Conjure Women Read online

Page 12


  “He was playin’ just this morning,” Beulah had said the night she’d roused Rue from her cabin to come have a look at her sick little child. When the fever started rising, Beulah had braided her son’s Red Indian hair into a silken rope, perhaps to keep him cool. It lay beside him on the bed, that braid, and it was intricate and lovely, made of four wound strands that snaked in and out of each other, that held without the aid of a ribbon or a pin. Rue counted the knots with her eyes while she waited.

  “I’m sorry,” she said and she was, but more so, she was frightened.

  * * *

  —

  Li’l Sylvia had five children and each of them caught the sickness, and each of them died of it, one by one. She took to her kitchen in her inconsolable grief, cooked ashcake after ashcake, good as her mama Big Sylvia used to make for the master in slaverytime. Li’l Sylvia set all of them ashcakes down on her supper table, a place laid out for each of her little ones, and waited and waited like she hoped they’d come back from the grave with a hunger.

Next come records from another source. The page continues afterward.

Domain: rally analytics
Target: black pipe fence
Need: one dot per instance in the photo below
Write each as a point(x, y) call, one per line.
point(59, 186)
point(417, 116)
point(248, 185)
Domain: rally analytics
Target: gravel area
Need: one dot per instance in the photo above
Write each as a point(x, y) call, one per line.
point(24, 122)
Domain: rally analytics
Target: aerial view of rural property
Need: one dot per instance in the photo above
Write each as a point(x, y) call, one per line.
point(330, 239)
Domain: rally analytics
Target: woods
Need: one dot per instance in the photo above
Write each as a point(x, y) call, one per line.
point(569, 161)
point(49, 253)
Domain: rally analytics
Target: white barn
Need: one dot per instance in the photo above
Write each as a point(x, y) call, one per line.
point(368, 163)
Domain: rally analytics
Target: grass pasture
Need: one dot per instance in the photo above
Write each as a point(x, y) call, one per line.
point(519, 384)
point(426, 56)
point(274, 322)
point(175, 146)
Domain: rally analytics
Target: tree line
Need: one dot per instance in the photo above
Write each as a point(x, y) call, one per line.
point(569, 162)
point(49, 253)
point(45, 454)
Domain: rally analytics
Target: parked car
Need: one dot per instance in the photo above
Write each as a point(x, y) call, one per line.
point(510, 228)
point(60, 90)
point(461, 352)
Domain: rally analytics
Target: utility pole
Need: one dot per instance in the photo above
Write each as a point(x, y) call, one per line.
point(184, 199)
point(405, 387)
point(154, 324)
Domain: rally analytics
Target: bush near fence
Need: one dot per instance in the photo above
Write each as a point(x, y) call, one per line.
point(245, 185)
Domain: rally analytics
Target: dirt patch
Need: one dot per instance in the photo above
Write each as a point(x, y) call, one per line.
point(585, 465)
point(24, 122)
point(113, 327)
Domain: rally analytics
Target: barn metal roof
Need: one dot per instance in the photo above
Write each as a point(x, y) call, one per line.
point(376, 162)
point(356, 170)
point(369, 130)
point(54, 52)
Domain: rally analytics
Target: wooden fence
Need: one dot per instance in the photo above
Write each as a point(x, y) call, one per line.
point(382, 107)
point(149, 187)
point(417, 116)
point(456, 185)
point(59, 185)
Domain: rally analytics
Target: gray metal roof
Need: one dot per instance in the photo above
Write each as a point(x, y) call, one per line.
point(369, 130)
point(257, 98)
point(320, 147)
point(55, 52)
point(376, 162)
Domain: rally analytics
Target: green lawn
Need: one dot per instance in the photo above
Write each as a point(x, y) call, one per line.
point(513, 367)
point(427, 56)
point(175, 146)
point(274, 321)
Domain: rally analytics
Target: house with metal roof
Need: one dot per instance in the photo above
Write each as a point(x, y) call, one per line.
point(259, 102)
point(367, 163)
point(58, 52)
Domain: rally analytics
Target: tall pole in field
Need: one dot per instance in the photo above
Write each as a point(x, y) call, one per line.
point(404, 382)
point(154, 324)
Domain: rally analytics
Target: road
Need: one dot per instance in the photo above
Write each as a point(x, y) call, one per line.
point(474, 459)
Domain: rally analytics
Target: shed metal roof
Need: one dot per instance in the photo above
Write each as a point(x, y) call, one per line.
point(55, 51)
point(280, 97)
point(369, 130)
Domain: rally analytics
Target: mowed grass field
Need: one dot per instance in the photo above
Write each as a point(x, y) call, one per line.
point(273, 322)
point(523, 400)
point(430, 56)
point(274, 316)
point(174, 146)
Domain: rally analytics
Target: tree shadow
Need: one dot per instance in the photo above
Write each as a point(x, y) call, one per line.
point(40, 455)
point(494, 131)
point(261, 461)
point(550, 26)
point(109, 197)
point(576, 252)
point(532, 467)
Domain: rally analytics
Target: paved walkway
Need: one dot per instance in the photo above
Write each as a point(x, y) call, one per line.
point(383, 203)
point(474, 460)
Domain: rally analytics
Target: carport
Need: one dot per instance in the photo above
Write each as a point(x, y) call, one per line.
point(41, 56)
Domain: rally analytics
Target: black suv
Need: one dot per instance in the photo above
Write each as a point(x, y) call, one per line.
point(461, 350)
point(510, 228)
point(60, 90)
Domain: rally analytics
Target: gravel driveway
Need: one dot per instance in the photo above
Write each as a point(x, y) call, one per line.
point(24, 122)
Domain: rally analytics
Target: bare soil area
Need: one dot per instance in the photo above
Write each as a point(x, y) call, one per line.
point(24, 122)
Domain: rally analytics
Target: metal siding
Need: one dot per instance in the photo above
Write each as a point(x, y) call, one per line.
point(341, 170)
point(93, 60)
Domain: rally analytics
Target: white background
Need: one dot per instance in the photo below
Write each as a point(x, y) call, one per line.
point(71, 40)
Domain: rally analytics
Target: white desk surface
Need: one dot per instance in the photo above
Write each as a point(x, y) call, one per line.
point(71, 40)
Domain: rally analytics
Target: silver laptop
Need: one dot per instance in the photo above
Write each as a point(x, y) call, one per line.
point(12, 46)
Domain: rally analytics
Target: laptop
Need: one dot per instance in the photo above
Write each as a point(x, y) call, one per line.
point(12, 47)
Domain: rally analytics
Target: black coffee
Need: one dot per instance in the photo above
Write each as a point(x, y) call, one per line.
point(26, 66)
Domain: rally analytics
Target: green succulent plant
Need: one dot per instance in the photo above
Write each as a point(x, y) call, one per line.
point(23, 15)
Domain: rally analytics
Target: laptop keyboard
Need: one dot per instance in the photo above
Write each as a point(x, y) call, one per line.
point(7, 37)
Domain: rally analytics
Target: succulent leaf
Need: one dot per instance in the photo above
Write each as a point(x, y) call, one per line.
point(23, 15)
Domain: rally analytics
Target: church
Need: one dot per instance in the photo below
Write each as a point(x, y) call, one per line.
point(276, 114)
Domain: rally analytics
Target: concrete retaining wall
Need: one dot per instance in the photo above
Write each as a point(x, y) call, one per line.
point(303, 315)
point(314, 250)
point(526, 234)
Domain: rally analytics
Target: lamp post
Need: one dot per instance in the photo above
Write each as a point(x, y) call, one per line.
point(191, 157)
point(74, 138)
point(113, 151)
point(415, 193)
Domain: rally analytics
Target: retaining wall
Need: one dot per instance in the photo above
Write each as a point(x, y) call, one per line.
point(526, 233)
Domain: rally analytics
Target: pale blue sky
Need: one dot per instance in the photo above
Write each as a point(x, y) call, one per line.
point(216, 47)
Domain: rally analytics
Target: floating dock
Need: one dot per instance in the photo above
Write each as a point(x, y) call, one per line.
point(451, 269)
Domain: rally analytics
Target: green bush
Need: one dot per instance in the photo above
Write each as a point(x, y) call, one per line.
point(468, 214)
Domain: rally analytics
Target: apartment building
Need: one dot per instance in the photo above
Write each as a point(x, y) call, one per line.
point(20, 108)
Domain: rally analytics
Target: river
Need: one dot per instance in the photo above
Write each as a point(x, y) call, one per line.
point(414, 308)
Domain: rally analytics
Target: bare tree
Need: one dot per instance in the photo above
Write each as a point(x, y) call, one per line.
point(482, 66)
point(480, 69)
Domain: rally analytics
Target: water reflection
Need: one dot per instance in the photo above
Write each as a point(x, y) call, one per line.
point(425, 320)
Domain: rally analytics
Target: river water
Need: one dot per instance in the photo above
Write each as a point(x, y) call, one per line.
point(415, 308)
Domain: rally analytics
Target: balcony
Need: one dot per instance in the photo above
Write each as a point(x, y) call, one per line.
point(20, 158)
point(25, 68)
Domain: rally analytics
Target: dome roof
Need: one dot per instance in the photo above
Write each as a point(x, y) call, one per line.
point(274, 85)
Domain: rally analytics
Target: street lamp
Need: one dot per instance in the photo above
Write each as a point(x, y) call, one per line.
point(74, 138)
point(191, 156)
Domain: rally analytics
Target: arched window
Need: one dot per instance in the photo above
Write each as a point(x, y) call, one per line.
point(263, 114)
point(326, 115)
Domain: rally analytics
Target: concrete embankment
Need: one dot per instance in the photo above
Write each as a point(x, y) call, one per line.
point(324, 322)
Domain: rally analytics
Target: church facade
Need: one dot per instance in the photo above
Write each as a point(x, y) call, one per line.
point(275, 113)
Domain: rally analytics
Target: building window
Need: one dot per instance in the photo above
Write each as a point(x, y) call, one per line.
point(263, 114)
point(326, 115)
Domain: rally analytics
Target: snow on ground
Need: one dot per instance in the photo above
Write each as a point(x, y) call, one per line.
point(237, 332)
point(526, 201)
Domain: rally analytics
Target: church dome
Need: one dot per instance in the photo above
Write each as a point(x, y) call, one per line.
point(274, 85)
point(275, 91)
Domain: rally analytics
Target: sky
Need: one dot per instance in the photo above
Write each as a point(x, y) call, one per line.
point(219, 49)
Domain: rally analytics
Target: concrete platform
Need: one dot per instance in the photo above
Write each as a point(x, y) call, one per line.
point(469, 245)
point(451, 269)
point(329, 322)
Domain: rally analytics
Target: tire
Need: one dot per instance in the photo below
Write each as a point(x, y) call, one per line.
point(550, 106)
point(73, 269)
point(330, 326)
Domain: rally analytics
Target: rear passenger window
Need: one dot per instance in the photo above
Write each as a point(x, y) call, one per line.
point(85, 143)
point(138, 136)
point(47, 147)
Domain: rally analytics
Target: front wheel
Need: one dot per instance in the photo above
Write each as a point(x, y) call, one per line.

  Three of Ma Doe’s orphans came down with it next. Two lived, one died, and though the one who died had no people alive to mourn him, the whole town took up the job of steady grieving. The sorrow was in everything they did, the sorrow and the fear.

  When it got to be at its worst, Rue heard, though no one would tell her straight, that they had sent Charlie Blacksmith to get the white doctor down the way. Down the way was a journey of two days’ walking, less if Charlie could beg a ride along the big road someplace, and at the end lived the Quaker doctor who was known to show a kindness to black folks provided they could pay. They’d sent Charlie with a purse of money, an appropriately enticing offering, and they had set aside another amount waiting for the doctor to arrive, which he never did. When it had gone a week with no sign of Charlie Blacksmith, Rue knew that they had all given up, though they hadn’t said so. She could see it in the slack set to their faces that they had come to believe that what they were needing was not a healing woman, or a white doctor, after all, but a preacher man.

  * * *

  —

  Ol’ Joel was the first of the old folks to get it and to die of it. He went to bed in the afternoon and didn’t get up after. Rue knew it was the same sickness. Folks said he’d been complaining all day of the heat though the day was mighty cold. The townsfolk sent Rue after him and she found him that evening, cocooned in his sheets like he was a body already bound for the coffin maker. When Rue neared his bedside he began thrashing, fighting like he had as a boy when the slavers had plucked him out of the jungle in Africa.

  “There’s a witch,” the old man insisted. “She setting on my chest.”

  “Hush now,” Rue said, glad no one else was there to hear. To accuse.

  She was afraid to leave him lest somebody else were to take up the vigil and hear the madness that was frothing up like the spittle in the corners of his toothless mouth.

  “Witch done made that boy-child outta river clay,” Ol’ Joel railed.

  Bean. Rue wouldn’t say his name, like to bring mention of him into this sick room was to curse him. But it was on her tongue. She knew he was the boy-child Ol’ Joel was speaking on.

  “Witch gave him air from her own mouth an’ fire from her own belly. Marse Charles’ll know of it.”

  Or was he speaking on the hidden shame? How could he know?

  Rue stood up so fast the chair she’d perched in crashed to the ground.

  “Marse Charles ain’t know nothin’ but what the inside of a grave look like,” she said. “And you gon’ know the same, soon enough.”

  Ol’ Joel’s cheeks went hollow as he gasped out his shock, like the sunken-down face of a skull. Rue stepped back from his bedside and righted the chair and tried to right her breathing but there was nothing for it.

  “I ain’t mean to say that,” Rue said. “I’m sorry.”

  Ol’ Joel’s expression turned gleeful. He clapped his hands together like a child at play, spoke singsong as he made mud pies in the air. “I know about Bean.”

  “Hush,” Rue said. If she could only soothe him. Get him to rest.

  “Miss May Belle tol’ it to me.”

  But Miss May Belle had not lived long enough to see Bean born. “Tol’ you what?”

  “She say Bean’s eyes is the hole you dug to bury the baby in.”

  Rue had never left a dying man or woman or child, not ever, not even when she herself was a child, kneeling beside deathbeds. She’d listened to every rasp and rattle and final godforsaken wheeze. But she could not listen to this. She fled.

  Come the morning, Ol’ Joel was dead. She returned to his bedside at sun-up to find him still, silenced. Rue took up the chair she’d toppled over when she’d run. She sat herself down and let folks think she’d been sitting there all night.

  * * *

  —

  Then Bean’s brother and sister both caught the sickness. The skin of their high-yellow cheeks became dotted with twin flushes of red.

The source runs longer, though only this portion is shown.